Each event equals one update for a specific ticket (i.e. one ticket could have ten updates). I want to then measure the time taken between a ticket being raised & a specific action/update.
Therefore if there have been six updates there will be six events with the same TICKET_ID (see below)
EXAMPLE
TICKET_ID UPDATE_TIME UPDATE_TYPE
0001 06/12/2017 12:01 A
0001 06/12/2017 12:10 B
0001 06/12/2017 12:10 C
0001 06/12/2017 12:10 D
0001 06/12/2017 12:10 E
Some of the measures I want:
Time between Update A and B
Time between Update B and C
Time between Update A and D
Any idea how I could go about this? Is the foreach function correct way to go?
Give this a try
your current search giving fields TICKET_ID UPDATE_TIME UPDATE_TYPE
| eval UPDATE_TIME=strptime(UPDATE_TIME,"%m/%d/%Y %H:%M")
| chart values(UPDATE_TIME) over TICKET_ID by UPDATE_TYPE
This should give a column for each of the UPDATE_TYPE with value as epoch timestamp when that update happened. Now you can just add eval command to calculate difference between two UPDATE_TYPE, e.g. eval DiffAB='A'-'B'
Give this a try
your current search giving fields TICKET_ID UPDATE_TIME UPDATE_TYPE
| eval UPDATE_TIME=strptime(UPDATE_TIME,"%m/%d/%Y %H:%M")
| chart values(UPDATE_TIME) over TICKET_ID by UPDATE_TYPE
This should give a column for each of the UPDATE_TYPE with value as epoch timestamp when that update happened. Now you can just add eval command to calculate difference between two UPDATE_TYPE, e.g. eval DiffAB='A'-'B'
Nope. foreach
is used within a single event, and you are dealing with multiple events.
You use streamstats
to copy the prior event time onto the next event so you can calculate the difference in time.

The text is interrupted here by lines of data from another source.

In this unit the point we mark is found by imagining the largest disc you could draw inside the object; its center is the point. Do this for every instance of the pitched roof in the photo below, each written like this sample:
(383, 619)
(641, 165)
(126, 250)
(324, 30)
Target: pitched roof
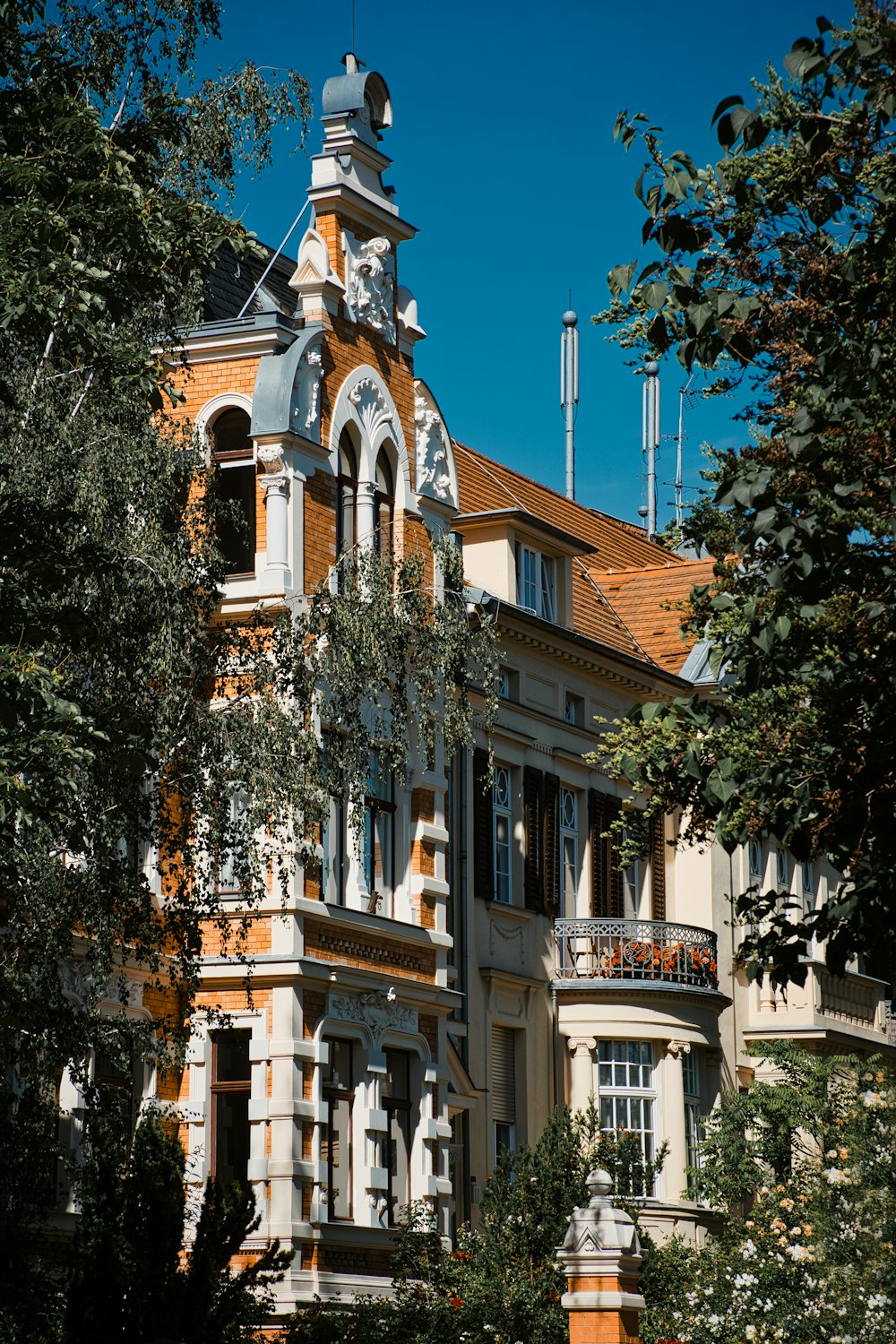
(645, 601)
(233, 280)
(625, 589)
(485, 486)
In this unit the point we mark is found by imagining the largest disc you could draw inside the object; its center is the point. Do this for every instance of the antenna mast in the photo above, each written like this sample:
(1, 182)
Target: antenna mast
(650, 440)
(683, 394)
(570, 389)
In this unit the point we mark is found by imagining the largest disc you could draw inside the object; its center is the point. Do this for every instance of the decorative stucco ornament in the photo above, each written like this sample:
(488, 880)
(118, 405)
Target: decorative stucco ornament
(376, 1011)
(371, 285)
(433, 476)
(373, 408)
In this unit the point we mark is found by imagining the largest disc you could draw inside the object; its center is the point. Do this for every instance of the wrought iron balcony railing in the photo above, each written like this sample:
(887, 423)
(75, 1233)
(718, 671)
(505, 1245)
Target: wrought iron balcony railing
(642, 951)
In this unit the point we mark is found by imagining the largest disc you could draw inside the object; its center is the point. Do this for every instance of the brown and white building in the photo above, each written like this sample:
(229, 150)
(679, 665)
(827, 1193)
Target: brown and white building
(418, 1008)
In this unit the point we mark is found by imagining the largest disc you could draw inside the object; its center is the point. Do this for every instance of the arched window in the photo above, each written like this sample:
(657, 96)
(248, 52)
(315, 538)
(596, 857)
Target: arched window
(383, 505)
(347, 496)
(237, 489)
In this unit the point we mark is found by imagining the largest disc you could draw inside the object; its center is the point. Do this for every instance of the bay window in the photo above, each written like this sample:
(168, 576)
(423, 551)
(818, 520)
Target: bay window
(397, 1104)
(336, 1140)
(536, 582)
(626, 1093)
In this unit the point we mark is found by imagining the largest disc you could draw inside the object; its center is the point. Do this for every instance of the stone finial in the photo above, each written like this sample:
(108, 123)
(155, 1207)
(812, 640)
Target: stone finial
(599, 1226)
(600, 1258)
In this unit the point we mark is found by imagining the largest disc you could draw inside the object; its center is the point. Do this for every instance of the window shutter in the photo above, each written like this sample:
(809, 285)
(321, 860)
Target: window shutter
(599, 874)
(482, 827)
(659, 867)
(551, 857)
(504, 1074)
(606, 876)
(616, 897)
(532, 796)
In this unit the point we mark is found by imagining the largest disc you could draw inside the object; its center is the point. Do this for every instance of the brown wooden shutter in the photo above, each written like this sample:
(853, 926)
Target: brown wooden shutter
(606, 875)
(616, 895)
(549, 851)
(659, 867)
(504, 1074)
(482, 828)
(599, 857)
(532, 796)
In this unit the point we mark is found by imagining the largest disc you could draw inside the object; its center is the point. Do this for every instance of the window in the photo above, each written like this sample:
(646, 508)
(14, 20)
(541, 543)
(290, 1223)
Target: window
(508, 685)
(694, 1112)
(228, 878)
(782, 870)
(573, 709)
(632, 887)
(536, 582)
(503, 1090)
(626, 1091)
(234, 457)
(397, 1104)
(230, 1090)
(501, 832)
(568, 851)
(379, 838)
(347, 496)
(336, 1140)
(335, 854)
(807, 882)
(383, 505)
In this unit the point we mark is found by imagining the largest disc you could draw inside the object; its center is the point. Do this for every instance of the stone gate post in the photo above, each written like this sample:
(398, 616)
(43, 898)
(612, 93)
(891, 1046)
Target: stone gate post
(602, 1258)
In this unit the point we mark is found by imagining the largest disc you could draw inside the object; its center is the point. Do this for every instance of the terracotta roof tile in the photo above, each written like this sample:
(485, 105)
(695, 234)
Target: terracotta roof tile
(490, 486)
(642, 599)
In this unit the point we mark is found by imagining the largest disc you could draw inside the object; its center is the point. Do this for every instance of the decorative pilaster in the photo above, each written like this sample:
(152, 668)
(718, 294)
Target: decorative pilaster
(276, 487)
(673, 1090)
(602, 1258)
(582, 1082)
(366, 515)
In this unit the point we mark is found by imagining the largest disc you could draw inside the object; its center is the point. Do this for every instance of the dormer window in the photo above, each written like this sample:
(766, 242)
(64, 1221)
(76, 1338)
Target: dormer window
(536, 585)
(234, 459)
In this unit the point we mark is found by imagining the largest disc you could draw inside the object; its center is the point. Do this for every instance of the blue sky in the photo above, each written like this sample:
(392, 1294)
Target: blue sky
(504, 159)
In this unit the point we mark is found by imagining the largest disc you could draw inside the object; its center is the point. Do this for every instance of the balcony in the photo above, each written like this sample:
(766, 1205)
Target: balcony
(635, 951)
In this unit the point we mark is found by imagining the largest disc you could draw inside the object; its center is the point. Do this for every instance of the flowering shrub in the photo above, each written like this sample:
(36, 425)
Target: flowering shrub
(806, 1253)
(648, 961)
(501, 1282)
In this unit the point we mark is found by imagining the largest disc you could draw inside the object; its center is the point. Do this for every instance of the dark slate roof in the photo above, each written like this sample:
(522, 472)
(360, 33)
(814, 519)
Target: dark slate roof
(233, 281)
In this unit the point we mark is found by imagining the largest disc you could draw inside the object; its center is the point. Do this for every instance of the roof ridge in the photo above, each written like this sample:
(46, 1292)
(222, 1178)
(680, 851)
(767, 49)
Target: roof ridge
(629, 527)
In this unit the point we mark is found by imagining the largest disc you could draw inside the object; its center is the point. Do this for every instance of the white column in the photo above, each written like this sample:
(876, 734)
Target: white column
(276, 486)
(366, 516)
(675, 1177)
(582, 1082)
(277, 516)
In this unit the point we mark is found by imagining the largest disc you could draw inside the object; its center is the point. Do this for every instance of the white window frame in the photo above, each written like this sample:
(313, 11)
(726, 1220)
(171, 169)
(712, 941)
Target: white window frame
(503, 844)
(536, 582)
(568, 814)
(694, 1109)
(627, 1091)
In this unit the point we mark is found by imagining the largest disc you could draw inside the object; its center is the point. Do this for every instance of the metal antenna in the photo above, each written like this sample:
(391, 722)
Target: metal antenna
(650, 440)
(570, 389)
(683, 392)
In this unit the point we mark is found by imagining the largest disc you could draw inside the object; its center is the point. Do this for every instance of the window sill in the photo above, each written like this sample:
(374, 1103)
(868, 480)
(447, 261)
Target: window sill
(517, 913)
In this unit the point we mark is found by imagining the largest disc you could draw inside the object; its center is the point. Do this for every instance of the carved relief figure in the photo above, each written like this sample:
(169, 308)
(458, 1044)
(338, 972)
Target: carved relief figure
(371, 285)
(432, 453)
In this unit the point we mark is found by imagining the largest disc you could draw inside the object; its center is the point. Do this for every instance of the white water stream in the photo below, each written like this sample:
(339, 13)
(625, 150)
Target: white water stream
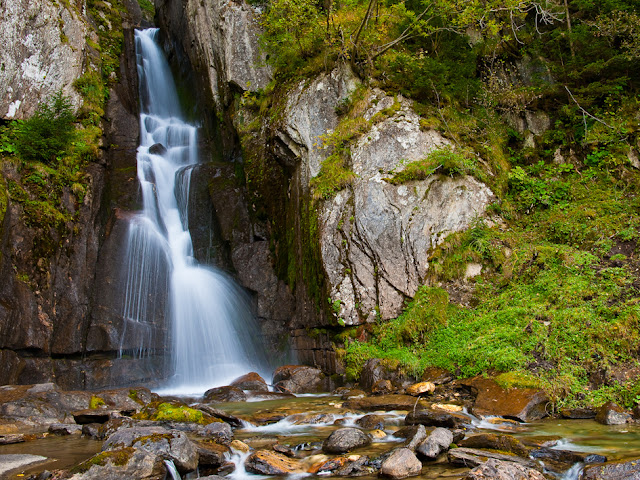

You can also use eventstats
to calculate things across the entire grouping. For instance, you could calculate the time of A across the entire grouping, then subtract it from D to find the lag between the two. In this case, you can get the time of A with streamstats
as well, so eventstats
wasn't needed.
In this case, something like this might work...
your search
| sort 0 _time
| streamstats current=f last(_time) as priorTime first(_time) as firstTime by TICKET_ID
| eval firstTime=coalesce(firstTime,_time)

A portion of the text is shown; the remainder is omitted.